LE CONSEIL CONSTITUTIONNEL LIMITE LES NOUVEAUX POUVOIRS DES DÉPUTÉS
Contrainte de comparution, saisine directe du procureur, renouvellement de la Haute Cour de Justice : la haute juridiction a rayé d'un trait plusieurs dispositions controversées de la loi organique adoptée par l'Assemblée en juin dernier

(SenePlus) - Le Conseil constitutionnel a rendu ce vendredi 25 juillet une décision majeure censurant plusieurs articles clés de la récente réforme du règlement intérieur de l'Assemblée nationale, adoptée fin juin par 138 députés sur 165. La décision n° 2/C/2025, délibérée le 24 juillet 2025, invalide des dispositions importantes de la loi organique n° 09/2025 portant Règlement intérieur de l'Assemblée nationale.
Selon les extraits officiels de la décision, plusieurs articles ont été jugés contraires à la Constitution :
Article 56 partiellement invalidé : Le Conseil a censuré les dispositions permettant au président de l'Assemblée nationale de requérir la force publique pour contraindre une personne à comparaître devant une commission d'enquête. Le Conseil admet sa constitutionnalité sous réserve que la comparution soit volontaire et ne concerne que des faits exclusivement liés à l'organisation du service public de la justice, à l'exclusion de toute affaire en cours ou passée.
Article 57 invalidé : L'alinéa 4 de l'article 57, qui permettait à une commission d'enquête de saisir directement le Procureur de la République en cas d'infraction, a aussi été invalidé. Le Conseil rappelle que cette prérogative revient à l'exécutif, et non au législatif, et qu'une commission parlementaire ne saurait se substituer au parquet.
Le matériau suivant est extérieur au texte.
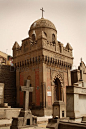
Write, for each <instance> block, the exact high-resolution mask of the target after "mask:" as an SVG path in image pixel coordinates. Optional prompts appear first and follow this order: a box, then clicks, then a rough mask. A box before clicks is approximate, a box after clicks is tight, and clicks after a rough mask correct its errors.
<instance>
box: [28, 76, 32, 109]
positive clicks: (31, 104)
mask: <svg viewBox="0 0 86 129" xmlns="http://www.w3.org/2000/svg"><path fill="white" fill-rule="evenodd" d="M27 80H30V87H31V76H28V77H27ZM31 106H32V92H30V93H29V108H31Z"/></svg>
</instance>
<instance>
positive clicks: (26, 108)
mask: <svg viewBox="0 0 86 129" xmlns="http://www.w3.org/2000/svg"><path fill="white" fill-rule="evenodd" d="M21 91H22V92H25V104H24V109H22V110H21V111H20V114H19V117H18V118H13V121H12V126H11V129H18V128H19V129H20V128H22V127H28V126H36V125H37V117H36V116H33V115H32V113H31V110H30V109H29V92H33V87H30V80H27V83H26V86H21Z"/></svg>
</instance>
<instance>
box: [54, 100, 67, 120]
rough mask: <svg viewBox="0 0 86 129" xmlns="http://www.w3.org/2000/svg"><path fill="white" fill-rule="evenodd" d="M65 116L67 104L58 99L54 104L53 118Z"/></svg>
mask: <svg viewBox="0 0 86 129" xmlns="http://www.w3.org/2000/svg"><path fill="white" fill-rule="evenodd" d="M55 117H58V118H65V117H66V106H65V103H64V102H62V101H56V102H54V104H53V118H55Z"/></svg>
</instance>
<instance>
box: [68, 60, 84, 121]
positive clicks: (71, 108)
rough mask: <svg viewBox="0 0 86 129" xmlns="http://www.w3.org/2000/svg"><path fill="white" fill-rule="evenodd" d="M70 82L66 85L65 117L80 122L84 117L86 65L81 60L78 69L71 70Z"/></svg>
mask: <svg viewBox="0 0 86 129" xmlns="http://www.w3.org/2000/svg"><path fill="white" fill-rule="evenodd" d="M71 82H72V85H71V86H67V87H66V93H67V94H66V97H67V106H66V109H67V117H69V118H70V119H72V120H76V121H78V122H82V121H85V119H86V117H85V116H86V65H85V63H84V62H83V61H82V60H81V62H80V65H79V67H78V69H75V70H72V71H71ZM83 123H84V122H83Z"/></svg>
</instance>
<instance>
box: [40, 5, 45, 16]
mask: <svg viewBox="0 0 86 129" xmlns="http://www.w3.org/2000/svg"><path fill="white" fill-rule="evenodd" d="M40 10H41V11H42V18H43V12H45V11H44V10H43V7H42V9H40Z"/></svg>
Articles 133, 134, 135 et 136 : La décision invalide également des dispositions relatives à la représentation de l'Assemblée nationale dans les organismes extérieurs et aux conditions de renouvellement des membres de la Haute Cour de Justice.
Conditions strictes pour l'audition des magistrats
Un élément central de la décision concerne les conditions d'audition des magistrats par les commissions d'enquête parlementaires. La haute juridiction a posé des conditions strictes :
- La comparution doit être exclusivement volontaire
- Elle ne peut concerner que des faits liés à l'organisation du service public de la justice
- Exclusion totale de toute affaire en cours ou déjà jugée
- Sollicitation préalable obligatoire du ministre de la Justice
Ces restrictions visent à préserver l'indépendance du pouvoir judiciaire face aux investigations parlementaires.
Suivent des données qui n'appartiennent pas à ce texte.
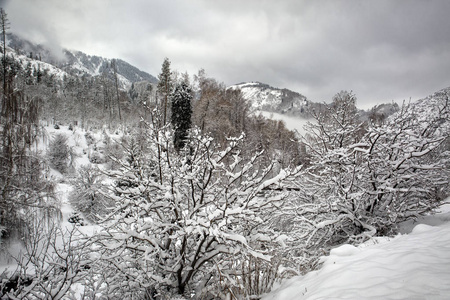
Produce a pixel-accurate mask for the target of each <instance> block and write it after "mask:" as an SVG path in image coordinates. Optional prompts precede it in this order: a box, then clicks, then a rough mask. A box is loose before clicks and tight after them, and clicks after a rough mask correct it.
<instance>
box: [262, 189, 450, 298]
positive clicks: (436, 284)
mask: <svg viewBox="0 0 450 300" xmlns="http://www.w3.org/2000/svg"><path fill="white" fill-rule="evenodd" d="M449 201H450V198H448V199H447V202H449ZM411 229H412V230H411ZM402 231H404V232H410V233H409V234H399V235H398V236H396V237H393V238H376V239H373V240H370V241H368V242H367V243H364V244H362V245H360V246H359V247H355V246H351V245H343V246H340V247H338V248H336V249H333V250H332V251H331V253H330V255H329V256H326V257H323V258H322V262H323V266H322V267H321V268H320V269H319V270H317V271H313V272H310V273H308V274H306V275H305V276H297V277H293V278H291V279H289V280H286V281H285V282H283V283H282V284H281V285H280V286H278V287H275V288H274V289H273V290H272V292H271V293H269V294H267V295H265V296H264V297H263V298H262V299H263V300H272V299H276V300H289V299H310V300H312V299H450V204H445V205H443V206H442V208H441V211H440V212H439V213H438V214H436V215H433V216H427V217H424V218H421V219H419V220H417V222H416V223H415V224H414V223H413V222H408V223H405V224H403V225H402Z"/></svg>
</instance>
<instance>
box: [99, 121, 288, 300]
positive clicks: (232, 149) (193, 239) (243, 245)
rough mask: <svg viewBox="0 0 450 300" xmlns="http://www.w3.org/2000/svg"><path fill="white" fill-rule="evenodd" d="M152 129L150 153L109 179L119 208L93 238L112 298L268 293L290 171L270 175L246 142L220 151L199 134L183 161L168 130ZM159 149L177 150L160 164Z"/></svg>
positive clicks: (191, 139)
mask: <svg viewBox="0 0 450 300" xmlns="http://www.w3.org/2000/svg"><path fill="white" fill-rule="evenodd" d="M147 132H148V134H149V136H148V137H147V138H148V148H147V149H146V151H144V152H141V156H140V157H139V159H136V160H134V162H135V163H134V164H127V162H124V164H123V169H122V170H121V171H119V172H112V173H110V175H111V176H112V177H113V178H115V180H116V181H115V182H116V184H115V186H113V187H112V190H111V193H110V196H111V197H112V198H114V199H115V201H116V203H117V207H116V209H115V210H114V211H113V212H112V213H111V216H110V218H109V219H107V220H105V223H104V224H105V225H104V230H103V231H102V232H101V233H100V234H99V235H98V236H97V237H96V239H97V244H98V247H96V249H98V250H97V251H98V253H99V257H101V258H102V260H101V262H103V265H102V266H103V267H102V270H104V271H106V272H108V277H107V278H105V281H104V283H103V285H104V286H107V287H109V290H108V291H107V292H106V293H107V294H108V295H111V296H112V297H118V296H119V295H120V297H131V296H132V295H134V296H143V295H144V294H146V295H147V296H150V297H153V296H156V295H160V296H161V295H164V294H180V295H186V296H188V295H191V294H192V293H195V295H196V296H197V297H201V296H202V295H204V296H206V295H209V297H225V296H226V295H233V294H241V295H246V296H251V293H252V292H255V293H258V294H259V293H261V292H263V291H267V289H269V288H270V286H271V284H272V283H273V280H274V278H275V277H276V276H278V275H277V272H276V270H277V266H278V264H279V262H280V261H279V260H277V256H276V255H275V254H274V252H276V249H277V248H278V247H279V246H280V242H281V240H279V239H277V238H278V233H277V231H276V230H275V229H270V227H269V228H268V226H269V225H268V224H274V223H273V222H270V220H271V218H272V215H273V214H272V213H273V212H274V211H275V210H277V209H279V208H280V206H281V205H282V204H283V201H284V199H285V194H284V193H283V192H282V191H281V189H276V188H273V187H277V186H279V184H280V183H281V182H282V181H284V180H286V179H287V178H288V177H290V176H293V172H289V171H281V172H280V173H279V174H278V175H277V176H275V177H272V178H271V177H268V176H267V175H268V174H269V173H270V172H271V170H272V168H273V166H274V165H273V164H269V165H267V166H266V167H264V168H261V166H260V165H258V164H257V162H258V160H259V159H260V157H261V154H262V153H255V154H254V156H253V157H252V158H250V159H245V158H243V157H241V156H240V155H239V150H238V145H239V144H240V143H242V142H243V140H244V137H239V138H233V139H229V141H228V144H227V146H226V147H225V148H224V149H223V150H220V149H219V148H218V147H217V146H216V145H215V144H214V143H213V141H212V139H211V138H208V137H205V136H201V135H199V134H198V133H195V132H194V133H193V134H192V137H191V139H190V140H189V147H190V149H191V151H190V153H189V155H188V156H186V157H183V156H181V155H174V149H173V146H171V145H172V144H171V143H170V139H171V136H170V135H169V134H168V131H161V130H155V129H154V128H153V127H151V126H148V128H147ZM155 135H158V136H159V137H158V138H156V137H155ZM166 140H167V142H165V141H166ZM161 144H162V145H170V146H169V148H165V149H164V152H163V155H162V156H161V161H159V162H158V161H156V160H157V159H158V157H159V156H158V155H157V151H158V145H161ZM136 162H137V164H136ZM158 166H160V167H161V168H162V172H161V173H159V172H158ZM159 174H162V178H158V176H159ZM124 183H127V184H124ZM249 286H253V289H250V288H248V287H249ZM265 289H266V290H265Z"/></svg>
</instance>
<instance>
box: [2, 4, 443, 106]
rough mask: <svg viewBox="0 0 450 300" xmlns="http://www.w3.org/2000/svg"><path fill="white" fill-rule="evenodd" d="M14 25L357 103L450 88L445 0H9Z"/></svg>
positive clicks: (99, 47) (61, 44)
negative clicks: (337, 96) (151, 0)
mask: <svg viewBox="0 0 450 300" xmlns="http://www.w3.org/2000/svg"><path fill="white" fill-rule="evenodd" d="M6 10H7V12H8V14H9V17H10V21H11V27H12V29H13V30H14V31H16V32H18V33H19V34H22V35H23V36H25V37H26V38H29V39H33V40H36V41H37V42H46V43H48V44H53V45H61V46H63V47H67V48H72V49H78V50H81V51H85V52H87V53H89V54H96V55H102V56H107V57H120V58H122V59H125V60H127V61H129V62H130V63H133V64H134V65H136V66H137V67H139V68H141V69H143V70H145V71H148V72H150V73H152V74H154V75H157V74H158V73H159V70H160V66H161V63H162V61H163V59H164V57H169V58H170V59H171V61H172V66H173V68H175V69H178V70H179V71H180V72H184V71H188V72H189V73H191V74H193V73H196V72H197V70H198V69H200V68H205V69H206V71H207V73H208V74H209V75H211V76H213V77H215V78H217V79H218V80H220V81H224V82H225V83H226V84H234V83H238V82H242V81H262V82H265V83H268V84H271V85H274V86H277V87H286V88H290V89H293V90H295V91H298V92H300V93H303V94H304V95H305V96H307V97H309V98H310V99H312V100H316V101H330V100H331V97H332V96H333V95H334V94H335V93H337V92H339V91H340V90H342V89H346V90H353V91H354V92H355V93H356V95H357V97H358V100H359V105H360V106H362V107H368V106H370V105H373V104H374V103H380V102H386V101H391V100H403V99H409V98H410V97H411V98H413V99H417V98H420V97H425V96H427V95H429V94H430V93H432V92H434V91H436V90H438V89H441V88H444V87H447V86H449V85H450V81H449V78H448V74H450V54H449V53H450V51H448V49H450V37H449V35H448V28H450V18H448V16H447V14H448V12H449V11H450V1H446V0H440V1H437V0H397V1H389V0H377V1H358V0H349V1H342V0H319V1H296V0H286V1H270V0H246V1H238V0H227V1H225V0H218V1H208V0H193V1H183V0H173V1H163V0H161V1H156V0H155V1H145V0H132V1H119V0H96V1H92V0H78V1H59V0H13V1H12V0H10V1H9V2H7V3H6Z"/></svg>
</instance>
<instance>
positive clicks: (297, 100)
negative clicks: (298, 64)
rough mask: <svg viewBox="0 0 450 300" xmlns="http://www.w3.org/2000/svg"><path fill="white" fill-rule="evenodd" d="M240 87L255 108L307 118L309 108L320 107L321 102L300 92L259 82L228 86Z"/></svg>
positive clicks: (251, 103) (310, 108)
mask: <svg viewBox="0 0 450 300" xmlns="http://www.w3.org/2000/svg"><path fill="white" fill-rule="evenodd" d="M229 88H231V89H240V90H241V91H242V93H243V94H244V97H245V98H246V99H247V100H248V101H250V103H251V105H252V107H253V108H254V109H255V110H261V111H268V112H276V113H282V114H289V115H293V116H298V117H303V118H309V117H310V115H309V113H308V112H309V111H310V110H311V109H316V110H317V109H321V107H323V104H320V103H315V102H312V101H309V100H308V99H307V98H306V97H305V96H303V95H302V94H300V93H297V92H293V91H291V90H288V89H280V88H275V87H272V86H270V85H268V84H264V83H261V82H244V83H239V84H235V85H232V86H230V87H229Z"/></svg>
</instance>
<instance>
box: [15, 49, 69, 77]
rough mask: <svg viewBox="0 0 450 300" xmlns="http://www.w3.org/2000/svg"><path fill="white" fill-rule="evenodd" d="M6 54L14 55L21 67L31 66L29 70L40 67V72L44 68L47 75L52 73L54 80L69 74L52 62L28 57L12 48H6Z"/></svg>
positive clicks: (32, 69) (25, 67)
mask: <svg viewBox="0 0 450 300" xmlns="http://www.w3.org/2000/svg"><path fill="white" fill-rule="evenodd" d="M7 53H8V55H14V57H15V59H16V61H18V62H20V64H21V65H22V67H23V68H24V69H26V68H27V65H29V66H30V67H31V70H38V69H40V70H41V72H44V70H46V71H47V73H48V74H49V75H53V76H54V77H55V79H56V80H63V78H64V76H69V75H68V74H67V72H65V71H63V70H61V69H60V68H57V67H55V66H54V65H52V64H49V63H46V62H43V61H39V60H36V59H32V58H29V57H28V56H26V55H22V54H17V53H16V52H15V51H14V50H13V49H11V48H7Z"/></svg>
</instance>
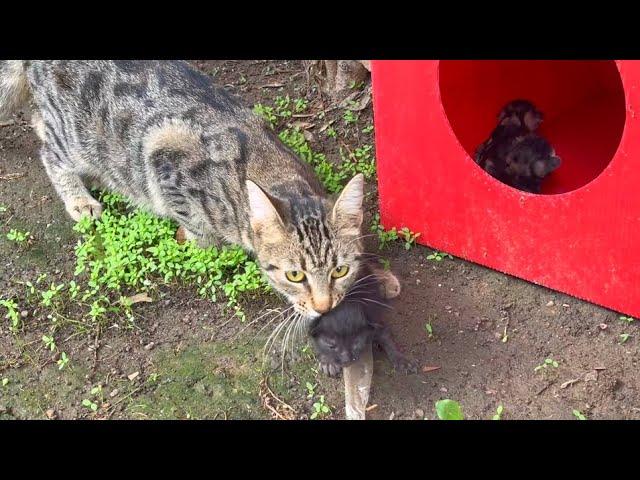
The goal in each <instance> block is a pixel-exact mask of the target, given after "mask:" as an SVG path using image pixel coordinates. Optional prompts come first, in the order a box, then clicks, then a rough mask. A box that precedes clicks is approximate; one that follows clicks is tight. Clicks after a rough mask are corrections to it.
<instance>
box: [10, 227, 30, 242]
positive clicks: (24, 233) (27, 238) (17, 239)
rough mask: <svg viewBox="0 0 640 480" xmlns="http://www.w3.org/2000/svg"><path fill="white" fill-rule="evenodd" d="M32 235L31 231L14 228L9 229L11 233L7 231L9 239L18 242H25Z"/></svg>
mask: <svg viewBox="0 0 640 480" xmlns="http://www.w3.org/2000/svg"><path fill="white" fill-rule="evenodd" d="M30 235H31V232H21V231H20V230H16V229H15V228H12V229H11V230H9V233H7V239H9V240H11V241H13V242H16V243H24V242H25V241H27V240H28V239H29V236H30Z"/></svg>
Cette décision constitue un revers institutionnel majeur pour le président de l'Assemblée nationale, Malick Ndiaye, élu en décembre 2024, qui avait fait de cette réforme une priorité. La réforme était portée par les députés Mohamed Ayib Salim Daffé (Pastef), Aïssata Tall (Takku Wallu Sénégal) et Tafsir Thioye (non-inscrit).
La loi organique avait été saisie par le président de la République le 7 juillet 2025 et adoptée par l'Assemblée nationale le 27 juin 2025 avec 138 voix pour, 00 voix contre et 01 abstention, conformément aux exigences constitutionnelles pour ce type de texte.